The USA Today/CNN/Gallup survey released on Friday found 45 percent of the 1,001 adults surveyed Monday through Wednesday thought Bush was doing a good job, compared with 52 percent during three previous surveys in late February and early March.
The president’s previous low since taking office in January 2001 was 46 percent in May 2004.
Bush’s involvement in the Schiavo case in Florida “may be a major cause” for the 7-point drop, the Gallup Organization said.
Bush broke off his Texas vacation to sign emergency legislation on Monday that permitted federal courts to consider appeals by Schiavo’s parents to force the reconnection of a feeding tube to prolong the life of the brain-damaged woman.
The tube was removed on March 18 with the permission of Schiavo’s husband, who has been waging a long legal battle with his wife’s family over whether the 41-year-old woman should be allowed to die.
So far, appeals by Schiavo’s parents have failed.

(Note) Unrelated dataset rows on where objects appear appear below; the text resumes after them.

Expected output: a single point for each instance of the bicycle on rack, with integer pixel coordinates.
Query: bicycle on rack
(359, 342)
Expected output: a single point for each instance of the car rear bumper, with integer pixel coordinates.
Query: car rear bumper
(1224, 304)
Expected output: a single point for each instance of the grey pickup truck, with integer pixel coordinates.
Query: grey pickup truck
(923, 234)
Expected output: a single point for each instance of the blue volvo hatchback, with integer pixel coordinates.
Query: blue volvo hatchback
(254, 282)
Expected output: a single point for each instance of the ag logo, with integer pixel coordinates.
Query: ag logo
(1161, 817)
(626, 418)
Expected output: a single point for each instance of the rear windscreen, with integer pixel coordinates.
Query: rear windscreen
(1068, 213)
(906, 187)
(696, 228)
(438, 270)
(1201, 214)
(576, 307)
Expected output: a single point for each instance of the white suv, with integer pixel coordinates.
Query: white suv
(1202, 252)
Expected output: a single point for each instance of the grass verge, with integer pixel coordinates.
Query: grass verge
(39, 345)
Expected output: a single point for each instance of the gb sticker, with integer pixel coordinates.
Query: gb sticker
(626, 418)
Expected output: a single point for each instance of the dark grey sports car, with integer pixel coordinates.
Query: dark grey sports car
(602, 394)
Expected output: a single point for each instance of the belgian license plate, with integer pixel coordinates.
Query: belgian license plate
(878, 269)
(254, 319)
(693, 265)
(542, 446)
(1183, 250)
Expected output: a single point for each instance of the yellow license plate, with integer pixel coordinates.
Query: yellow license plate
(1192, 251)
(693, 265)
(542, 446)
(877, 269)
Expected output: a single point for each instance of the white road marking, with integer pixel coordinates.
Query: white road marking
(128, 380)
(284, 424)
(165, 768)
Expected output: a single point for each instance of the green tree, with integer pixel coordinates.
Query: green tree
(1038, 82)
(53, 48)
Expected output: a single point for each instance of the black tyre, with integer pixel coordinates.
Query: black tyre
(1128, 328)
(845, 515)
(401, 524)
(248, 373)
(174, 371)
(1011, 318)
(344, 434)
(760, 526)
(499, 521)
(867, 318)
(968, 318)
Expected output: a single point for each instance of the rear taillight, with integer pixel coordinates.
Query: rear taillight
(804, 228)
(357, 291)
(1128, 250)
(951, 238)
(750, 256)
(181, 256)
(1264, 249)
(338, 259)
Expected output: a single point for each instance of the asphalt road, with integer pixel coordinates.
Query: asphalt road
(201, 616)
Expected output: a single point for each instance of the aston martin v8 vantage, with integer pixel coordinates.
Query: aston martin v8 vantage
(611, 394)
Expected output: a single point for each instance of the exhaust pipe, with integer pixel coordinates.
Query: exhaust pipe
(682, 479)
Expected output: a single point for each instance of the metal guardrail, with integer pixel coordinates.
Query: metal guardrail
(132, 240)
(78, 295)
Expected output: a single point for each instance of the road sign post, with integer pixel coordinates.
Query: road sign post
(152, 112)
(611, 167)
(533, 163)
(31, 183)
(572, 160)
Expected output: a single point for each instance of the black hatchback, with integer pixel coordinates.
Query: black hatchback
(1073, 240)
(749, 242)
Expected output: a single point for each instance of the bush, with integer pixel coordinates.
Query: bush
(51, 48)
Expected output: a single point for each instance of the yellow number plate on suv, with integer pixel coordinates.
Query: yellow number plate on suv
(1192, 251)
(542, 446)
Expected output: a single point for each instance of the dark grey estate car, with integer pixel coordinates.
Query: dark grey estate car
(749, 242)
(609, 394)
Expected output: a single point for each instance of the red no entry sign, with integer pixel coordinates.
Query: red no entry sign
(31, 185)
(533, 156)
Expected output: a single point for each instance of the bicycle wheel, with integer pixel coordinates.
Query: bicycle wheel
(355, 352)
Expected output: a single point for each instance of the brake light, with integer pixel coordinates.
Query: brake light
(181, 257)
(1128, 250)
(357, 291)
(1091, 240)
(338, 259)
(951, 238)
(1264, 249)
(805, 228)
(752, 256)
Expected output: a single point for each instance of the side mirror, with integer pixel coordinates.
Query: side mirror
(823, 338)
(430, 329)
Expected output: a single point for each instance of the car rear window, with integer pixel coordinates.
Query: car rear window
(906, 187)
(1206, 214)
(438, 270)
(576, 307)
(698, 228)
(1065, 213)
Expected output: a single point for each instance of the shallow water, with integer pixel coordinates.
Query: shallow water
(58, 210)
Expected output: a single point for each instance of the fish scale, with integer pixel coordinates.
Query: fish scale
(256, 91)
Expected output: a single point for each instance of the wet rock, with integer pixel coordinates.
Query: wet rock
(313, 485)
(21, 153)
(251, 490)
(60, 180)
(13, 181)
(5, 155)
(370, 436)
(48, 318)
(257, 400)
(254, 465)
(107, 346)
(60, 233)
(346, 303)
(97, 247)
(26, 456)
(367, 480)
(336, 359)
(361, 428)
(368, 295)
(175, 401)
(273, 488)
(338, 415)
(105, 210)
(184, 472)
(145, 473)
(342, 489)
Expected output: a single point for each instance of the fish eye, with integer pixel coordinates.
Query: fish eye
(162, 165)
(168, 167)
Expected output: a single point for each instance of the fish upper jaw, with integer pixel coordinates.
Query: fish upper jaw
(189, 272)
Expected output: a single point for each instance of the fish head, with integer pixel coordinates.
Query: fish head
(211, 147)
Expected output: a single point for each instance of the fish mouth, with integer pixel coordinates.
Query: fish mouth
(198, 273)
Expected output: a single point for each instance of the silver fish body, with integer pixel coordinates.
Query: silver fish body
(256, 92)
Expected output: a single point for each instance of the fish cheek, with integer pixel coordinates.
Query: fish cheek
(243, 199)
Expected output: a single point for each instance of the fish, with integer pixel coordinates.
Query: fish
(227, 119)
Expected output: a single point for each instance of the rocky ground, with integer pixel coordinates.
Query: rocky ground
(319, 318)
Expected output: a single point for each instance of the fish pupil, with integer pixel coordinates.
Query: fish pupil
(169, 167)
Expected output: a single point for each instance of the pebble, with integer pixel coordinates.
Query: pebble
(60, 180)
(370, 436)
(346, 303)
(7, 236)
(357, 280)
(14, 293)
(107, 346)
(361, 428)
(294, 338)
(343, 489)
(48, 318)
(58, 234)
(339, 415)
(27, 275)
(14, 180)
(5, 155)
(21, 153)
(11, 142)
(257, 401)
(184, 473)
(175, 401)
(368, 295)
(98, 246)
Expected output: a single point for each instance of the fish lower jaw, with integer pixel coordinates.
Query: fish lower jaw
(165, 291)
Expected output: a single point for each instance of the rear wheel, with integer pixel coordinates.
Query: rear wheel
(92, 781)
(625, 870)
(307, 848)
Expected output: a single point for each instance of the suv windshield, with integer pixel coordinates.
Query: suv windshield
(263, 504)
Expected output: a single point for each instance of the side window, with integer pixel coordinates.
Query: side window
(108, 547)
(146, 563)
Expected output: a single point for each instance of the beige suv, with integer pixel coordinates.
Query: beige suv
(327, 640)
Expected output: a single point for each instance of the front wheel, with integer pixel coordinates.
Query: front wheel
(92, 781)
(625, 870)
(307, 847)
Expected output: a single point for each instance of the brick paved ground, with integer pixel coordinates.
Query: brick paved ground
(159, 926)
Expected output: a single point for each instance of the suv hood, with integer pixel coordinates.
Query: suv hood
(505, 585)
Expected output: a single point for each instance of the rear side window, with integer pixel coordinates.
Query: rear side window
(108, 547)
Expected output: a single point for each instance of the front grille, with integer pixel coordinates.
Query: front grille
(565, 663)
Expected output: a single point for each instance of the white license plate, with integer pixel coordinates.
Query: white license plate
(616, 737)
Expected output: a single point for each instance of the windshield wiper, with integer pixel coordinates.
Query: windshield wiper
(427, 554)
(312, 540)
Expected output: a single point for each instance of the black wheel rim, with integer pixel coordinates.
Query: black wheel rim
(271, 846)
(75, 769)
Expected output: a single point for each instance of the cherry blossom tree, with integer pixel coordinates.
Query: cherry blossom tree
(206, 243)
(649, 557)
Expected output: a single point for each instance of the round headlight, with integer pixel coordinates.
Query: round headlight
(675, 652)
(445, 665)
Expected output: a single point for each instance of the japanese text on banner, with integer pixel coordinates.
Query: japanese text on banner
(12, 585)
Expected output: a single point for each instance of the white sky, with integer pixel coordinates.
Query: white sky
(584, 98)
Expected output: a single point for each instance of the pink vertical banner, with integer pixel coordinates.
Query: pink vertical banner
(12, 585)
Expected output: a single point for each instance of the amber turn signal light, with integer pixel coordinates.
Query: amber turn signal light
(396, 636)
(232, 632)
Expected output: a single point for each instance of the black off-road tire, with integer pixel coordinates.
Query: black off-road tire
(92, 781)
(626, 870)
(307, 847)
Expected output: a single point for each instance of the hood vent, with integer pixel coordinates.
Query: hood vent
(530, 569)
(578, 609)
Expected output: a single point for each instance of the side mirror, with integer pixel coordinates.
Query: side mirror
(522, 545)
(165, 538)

The U.S. Supreme Court refused to intervene on Thursday.
Separate polls by the Gallup organization, ABC News and CBS News in recent days showed large majorities of Americans were opposed to the congressional and presidential intervention in the Schiavo controversy.
Also possibly weighing on Bush’s ratings slide is concern about the economy with new emphasis on rising fuel costs.
Fifty-nine percent of those surveyed believed the economy was getting worse, up 9 points from earlier this month. The overall figure is Bush’s worst negative figure on the economy in two years.
Seventeen percent cited rising fuel costs as the most important economic problem facing the country, up from 5 percent a month ago.
Rising crude oil costs helped to push the national price for gasoline to a record $2.11 a gallon this week.